Thursday, November 11, 2010

Cashew Veggie Stir Fry - Nov 11, 2010


Cashew Veggie Stir Fry over Jasmine Rice

Last night I decided to pull out the wok. It's been a little while since we've used it but I thought it'd be perfect for tackling a big pile of veggies. I used 3 medium carrots, 2 beauty heart radishes, 3 small onions, 2 very small heads of broccoli, and 2 small heads of baby bok choy, along with 2 handfuls of cashews. Once I chopped everything to it's desired size and separated the stalks from the leaves of bok choy, I heated up 3 tbsps of grape seed oil over high heat in the wok (this oil is better for frying than olive oil because of it's smoke point). When this was smoking hot, I added the veggies in this order: carrots and radish slices; onions; broccoli; bok choy stalks; bok choy leaves.

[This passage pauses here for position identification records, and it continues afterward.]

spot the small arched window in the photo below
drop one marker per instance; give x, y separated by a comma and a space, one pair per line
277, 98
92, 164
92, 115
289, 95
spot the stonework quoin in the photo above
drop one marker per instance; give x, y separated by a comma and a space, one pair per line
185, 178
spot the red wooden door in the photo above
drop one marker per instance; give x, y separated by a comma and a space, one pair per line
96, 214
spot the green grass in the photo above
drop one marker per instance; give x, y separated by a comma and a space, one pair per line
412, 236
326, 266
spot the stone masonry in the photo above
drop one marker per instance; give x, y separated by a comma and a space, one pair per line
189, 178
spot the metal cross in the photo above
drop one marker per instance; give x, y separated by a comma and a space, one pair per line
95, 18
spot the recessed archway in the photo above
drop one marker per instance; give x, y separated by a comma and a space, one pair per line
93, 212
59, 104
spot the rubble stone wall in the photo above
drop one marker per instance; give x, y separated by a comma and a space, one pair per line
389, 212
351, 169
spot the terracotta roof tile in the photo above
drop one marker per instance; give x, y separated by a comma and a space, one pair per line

I also tossed in the cashews towards the end and added some tamari for seasoning. Once the veggies were cooked, we piled them into big bowls of jasmine rice and enjoyed a fresh and vibrant stir fry. The veggies were still 'al dente' and retained some crispness as well as their delicious flavors because I followed my stir fry rules...high heat, short cooking time, proper veggie order (those that take longest to cook go in the wok first). Works every time.

In other news, I just spent the better part of the afternoon organizing some kitchen shelves. Why am I so bad at staying on top of kitchen clutter? At least I feel a little better now, although I'm not sure my clean shelves will stay that way for long. I really am a horribly unorganized person.